Le manovre operative sugli impianti per l‘ottimizzazione dei flussi sono state eseguite nel corso della mattina. La campagna di monitoraggio e ricerca perdite lungo la rete di distribuzione è iniziata parallelamente. Gli impianti tecnologici per la telelettura dei parametri di portata e pressione sono stati installati per analizzare i dati in tempo reale e calibrare le azioni successive.
I servizi di assistenza alla popolazione proseguono per garantire la continuità dell’approvvigionamento idrico. La distribuzione delle sacche d’acqua continua a scopo integrativo e preventivo. I presidi straordinari mediante autobotte a servizio della frazione restano pienamente operativi.

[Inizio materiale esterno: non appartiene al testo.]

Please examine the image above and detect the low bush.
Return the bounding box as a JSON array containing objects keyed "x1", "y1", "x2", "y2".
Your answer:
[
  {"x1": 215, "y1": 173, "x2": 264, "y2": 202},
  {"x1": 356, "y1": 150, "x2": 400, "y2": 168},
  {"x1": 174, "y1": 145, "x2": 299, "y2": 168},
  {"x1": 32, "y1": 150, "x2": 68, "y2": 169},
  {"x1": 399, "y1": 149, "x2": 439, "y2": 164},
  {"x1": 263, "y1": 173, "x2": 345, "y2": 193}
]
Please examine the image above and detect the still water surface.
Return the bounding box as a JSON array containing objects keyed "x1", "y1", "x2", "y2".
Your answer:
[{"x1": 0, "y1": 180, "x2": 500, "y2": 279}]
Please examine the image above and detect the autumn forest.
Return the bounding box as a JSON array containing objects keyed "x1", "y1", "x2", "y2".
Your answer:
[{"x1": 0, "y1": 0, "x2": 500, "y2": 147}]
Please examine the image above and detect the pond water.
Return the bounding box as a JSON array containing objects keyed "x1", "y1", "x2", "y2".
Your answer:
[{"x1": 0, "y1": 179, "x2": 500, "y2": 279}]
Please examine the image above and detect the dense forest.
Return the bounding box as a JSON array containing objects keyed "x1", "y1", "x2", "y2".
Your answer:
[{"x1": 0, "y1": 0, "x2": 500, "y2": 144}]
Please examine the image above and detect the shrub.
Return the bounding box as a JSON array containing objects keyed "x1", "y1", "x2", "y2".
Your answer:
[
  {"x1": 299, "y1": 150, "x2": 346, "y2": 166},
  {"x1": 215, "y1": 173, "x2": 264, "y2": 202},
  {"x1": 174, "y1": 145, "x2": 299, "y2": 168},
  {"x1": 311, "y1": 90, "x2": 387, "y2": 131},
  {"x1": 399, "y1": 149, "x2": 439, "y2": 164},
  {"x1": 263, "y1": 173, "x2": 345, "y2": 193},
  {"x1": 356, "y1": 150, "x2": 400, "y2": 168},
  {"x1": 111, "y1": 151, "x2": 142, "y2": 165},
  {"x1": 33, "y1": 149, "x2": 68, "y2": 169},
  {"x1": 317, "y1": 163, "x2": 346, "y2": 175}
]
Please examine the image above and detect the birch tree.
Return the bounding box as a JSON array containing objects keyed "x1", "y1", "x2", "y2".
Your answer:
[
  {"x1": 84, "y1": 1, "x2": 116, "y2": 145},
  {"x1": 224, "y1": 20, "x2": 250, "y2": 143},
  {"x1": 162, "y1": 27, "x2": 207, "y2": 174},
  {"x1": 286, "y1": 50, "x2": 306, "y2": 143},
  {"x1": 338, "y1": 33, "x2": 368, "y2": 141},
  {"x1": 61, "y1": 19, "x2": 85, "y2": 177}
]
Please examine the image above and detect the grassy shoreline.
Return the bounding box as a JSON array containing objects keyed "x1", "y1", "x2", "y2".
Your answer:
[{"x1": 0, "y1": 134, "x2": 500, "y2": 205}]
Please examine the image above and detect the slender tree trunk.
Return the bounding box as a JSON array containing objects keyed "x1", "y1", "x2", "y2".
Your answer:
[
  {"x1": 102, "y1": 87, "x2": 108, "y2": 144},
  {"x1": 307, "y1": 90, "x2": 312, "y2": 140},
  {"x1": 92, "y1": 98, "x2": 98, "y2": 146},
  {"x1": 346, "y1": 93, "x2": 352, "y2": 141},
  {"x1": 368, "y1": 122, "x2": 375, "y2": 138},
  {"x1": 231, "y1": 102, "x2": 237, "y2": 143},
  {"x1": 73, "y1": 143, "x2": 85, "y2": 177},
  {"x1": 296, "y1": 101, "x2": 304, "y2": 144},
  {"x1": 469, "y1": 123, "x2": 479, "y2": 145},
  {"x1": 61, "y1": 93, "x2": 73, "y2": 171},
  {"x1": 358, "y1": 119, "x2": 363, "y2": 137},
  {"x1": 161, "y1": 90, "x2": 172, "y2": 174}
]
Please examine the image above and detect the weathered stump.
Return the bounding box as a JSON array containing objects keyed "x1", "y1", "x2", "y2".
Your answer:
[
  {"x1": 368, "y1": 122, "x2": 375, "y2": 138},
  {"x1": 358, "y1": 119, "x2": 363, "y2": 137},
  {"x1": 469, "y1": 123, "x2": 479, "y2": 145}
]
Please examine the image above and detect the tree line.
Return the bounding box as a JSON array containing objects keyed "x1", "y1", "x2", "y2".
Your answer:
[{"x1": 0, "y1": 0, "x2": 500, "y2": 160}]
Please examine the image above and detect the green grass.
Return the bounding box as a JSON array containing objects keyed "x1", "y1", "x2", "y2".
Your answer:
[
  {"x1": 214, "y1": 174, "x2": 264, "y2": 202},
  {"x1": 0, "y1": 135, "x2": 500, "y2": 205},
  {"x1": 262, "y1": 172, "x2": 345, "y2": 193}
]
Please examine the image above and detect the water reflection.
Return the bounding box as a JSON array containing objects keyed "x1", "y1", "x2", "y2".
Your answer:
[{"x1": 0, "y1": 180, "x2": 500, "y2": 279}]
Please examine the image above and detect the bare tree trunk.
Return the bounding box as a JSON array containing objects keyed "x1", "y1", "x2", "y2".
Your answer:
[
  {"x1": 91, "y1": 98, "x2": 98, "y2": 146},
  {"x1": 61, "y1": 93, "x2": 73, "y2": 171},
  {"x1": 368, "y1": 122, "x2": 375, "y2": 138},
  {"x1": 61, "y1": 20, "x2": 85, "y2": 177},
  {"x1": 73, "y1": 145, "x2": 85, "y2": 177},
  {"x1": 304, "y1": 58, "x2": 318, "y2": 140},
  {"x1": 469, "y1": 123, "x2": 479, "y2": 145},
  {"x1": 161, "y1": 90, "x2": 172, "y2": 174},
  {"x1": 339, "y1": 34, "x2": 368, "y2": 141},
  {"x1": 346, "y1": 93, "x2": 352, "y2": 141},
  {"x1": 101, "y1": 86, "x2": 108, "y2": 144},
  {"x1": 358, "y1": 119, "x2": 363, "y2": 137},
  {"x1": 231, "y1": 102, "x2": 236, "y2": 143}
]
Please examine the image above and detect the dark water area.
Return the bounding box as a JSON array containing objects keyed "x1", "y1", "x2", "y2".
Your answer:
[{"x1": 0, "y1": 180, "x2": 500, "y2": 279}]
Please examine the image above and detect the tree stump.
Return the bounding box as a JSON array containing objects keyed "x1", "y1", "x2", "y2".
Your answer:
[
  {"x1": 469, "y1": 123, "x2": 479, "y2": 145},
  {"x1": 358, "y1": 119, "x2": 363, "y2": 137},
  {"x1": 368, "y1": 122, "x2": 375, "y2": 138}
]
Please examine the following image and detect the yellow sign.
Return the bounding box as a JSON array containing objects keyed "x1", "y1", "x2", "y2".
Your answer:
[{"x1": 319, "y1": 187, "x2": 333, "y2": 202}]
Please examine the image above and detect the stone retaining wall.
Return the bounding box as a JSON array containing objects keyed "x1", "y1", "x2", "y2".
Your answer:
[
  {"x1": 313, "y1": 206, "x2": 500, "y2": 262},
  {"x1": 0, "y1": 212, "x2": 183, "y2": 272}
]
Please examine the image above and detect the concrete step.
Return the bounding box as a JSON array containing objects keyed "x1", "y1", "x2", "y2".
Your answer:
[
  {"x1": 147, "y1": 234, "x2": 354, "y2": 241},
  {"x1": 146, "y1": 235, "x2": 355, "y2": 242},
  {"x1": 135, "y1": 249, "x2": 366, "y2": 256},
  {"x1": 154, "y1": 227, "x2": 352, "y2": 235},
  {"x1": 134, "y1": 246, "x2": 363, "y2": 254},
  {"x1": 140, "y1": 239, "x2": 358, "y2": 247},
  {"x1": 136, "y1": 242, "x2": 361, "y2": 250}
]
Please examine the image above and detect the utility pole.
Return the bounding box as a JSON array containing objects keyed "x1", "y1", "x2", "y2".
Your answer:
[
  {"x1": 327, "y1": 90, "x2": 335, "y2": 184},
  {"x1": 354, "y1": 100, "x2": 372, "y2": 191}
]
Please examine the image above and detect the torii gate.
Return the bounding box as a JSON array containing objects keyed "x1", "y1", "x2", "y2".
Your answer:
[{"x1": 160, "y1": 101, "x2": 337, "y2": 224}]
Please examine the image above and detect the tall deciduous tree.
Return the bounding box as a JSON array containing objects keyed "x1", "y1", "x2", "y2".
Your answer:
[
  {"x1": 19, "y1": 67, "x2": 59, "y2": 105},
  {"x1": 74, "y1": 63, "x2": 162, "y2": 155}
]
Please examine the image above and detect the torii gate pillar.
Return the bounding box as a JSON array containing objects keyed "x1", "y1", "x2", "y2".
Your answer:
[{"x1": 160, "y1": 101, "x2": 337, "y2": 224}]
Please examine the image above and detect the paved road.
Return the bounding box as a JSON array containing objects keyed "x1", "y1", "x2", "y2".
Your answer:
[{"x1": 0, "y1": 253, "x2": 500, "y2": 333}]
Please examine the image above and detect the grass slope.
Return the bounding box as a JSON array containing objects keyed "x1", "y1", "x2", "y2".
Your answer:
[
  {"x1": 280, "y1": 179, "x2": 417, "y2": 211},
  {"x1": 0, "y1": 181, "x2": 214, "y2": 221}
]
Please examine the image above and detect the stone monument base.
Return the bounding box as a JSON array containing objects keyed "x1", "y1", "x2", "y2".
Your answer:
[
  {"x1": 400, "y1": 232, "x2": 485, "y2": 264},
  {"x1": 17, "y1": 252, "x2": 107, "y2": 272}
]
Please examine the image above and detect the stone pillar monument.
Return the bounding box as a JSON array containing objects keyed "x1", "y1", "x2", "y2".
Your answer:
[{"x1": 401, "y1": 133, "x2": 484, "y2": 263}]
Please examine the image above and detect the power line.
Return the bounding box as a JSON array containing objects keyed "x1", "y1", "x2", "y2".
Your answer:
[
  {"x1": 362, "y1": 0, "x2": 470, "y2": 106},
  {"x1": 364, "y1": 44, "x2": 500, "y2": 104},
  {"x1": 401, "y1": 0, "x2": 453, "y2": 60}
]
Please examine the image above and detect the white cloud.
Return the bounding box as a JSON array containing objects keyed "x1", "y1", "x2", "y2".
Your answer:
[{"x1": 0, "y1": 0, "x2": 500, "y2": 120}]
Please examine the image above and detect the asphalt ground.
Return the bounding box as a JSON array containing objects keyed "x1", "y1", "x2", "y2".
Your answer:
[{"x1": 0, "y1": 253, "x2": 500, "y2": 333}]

Le attività tecniche di ricerca perdite, monitoraggio e ottimizzazione proseguiranno nei prossimi giorni, accompagnate da un aggiornamento quotidiano sullo stato dei lavori. Un tavolo di coordinamento generale tra tutti gli enti coinvolti risulta convocato per la giornata di giovedì per fare il punto della situazione e programmare le ulteriori misure necessarie in vista del fine settimana.

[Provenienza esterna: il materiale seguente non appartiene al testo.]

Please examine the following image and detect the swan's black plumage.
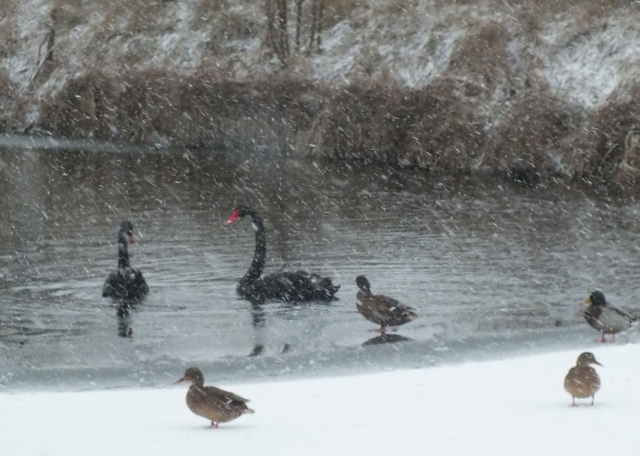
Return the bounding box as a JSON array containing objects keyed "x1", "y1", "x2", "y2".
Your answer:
[
  {"x1": 102, "y1": 220, "x2": 149, "y2": 302},
  {"x1": 227, "y1": 206, "x2": 340, "y2": 303}
]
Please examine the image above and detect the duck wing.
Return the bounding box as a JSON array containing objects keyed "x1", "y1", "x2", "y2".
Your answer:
[
  {"x1": 592, "y1": 306, "x2": 633, "y2": 333},
  {"x1": 202, "y1": 386, "x2": 249, "y2": 405},
  {"x1": 376, "y1": 295, "x2": 418, "y2": 324},
  {"x1": 356, "y1": 292, "x2": 418, "y2": 326},
  {"x1": 607, "y1": 305, "x2": 638, "y2": 323}
]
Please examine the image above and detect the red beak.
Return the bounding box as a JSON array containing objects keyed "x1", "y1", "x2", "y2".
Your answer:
[{"x1": 227, "y1": 209, "x2": 240, "y2": 225}]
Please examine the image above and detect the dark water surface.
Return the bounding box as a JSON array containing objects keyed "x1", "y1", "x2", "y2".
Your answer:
[{"x1": 0, "y1": 144, "x2": 640, "y2": 390}]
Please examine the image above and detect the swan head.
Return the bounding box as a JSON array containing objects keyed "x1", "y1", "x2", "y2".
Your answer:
[
  {"x1": 356, "y1": 276, "x2": 371, "y2": 293},
  {"x1": 584, "y1": 290, "x2": 607, "y2": 307},
  {"x1": 227, "y1": 205, "x2": 255, "y2": 225},
  {"x1": 120, "y1": 220, "x2": 135, "y2": 244},
  {"x1": 176, "y1": 367, "x2": 204, "y2": 386}
]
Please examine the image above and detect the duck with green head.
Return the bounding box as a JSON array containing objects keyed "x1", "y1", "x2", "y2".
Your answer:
[{"x1": 583, "y1": 290, "x2": 636, "y2": 342}]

«Chiediamo a tutti i cittadini comprensione» – sottolineano i rappresentanti del Comune, i tecnici e i vertici aziendali di Acqua Novara.VCO – «Tutte le strutture coinvolte stanno lavorando con il massimo impegno e con il totale dispiegamento delle risorse disponibili per gestire questa complessa emergenza e contenere al minimo i disagi per la comunità.»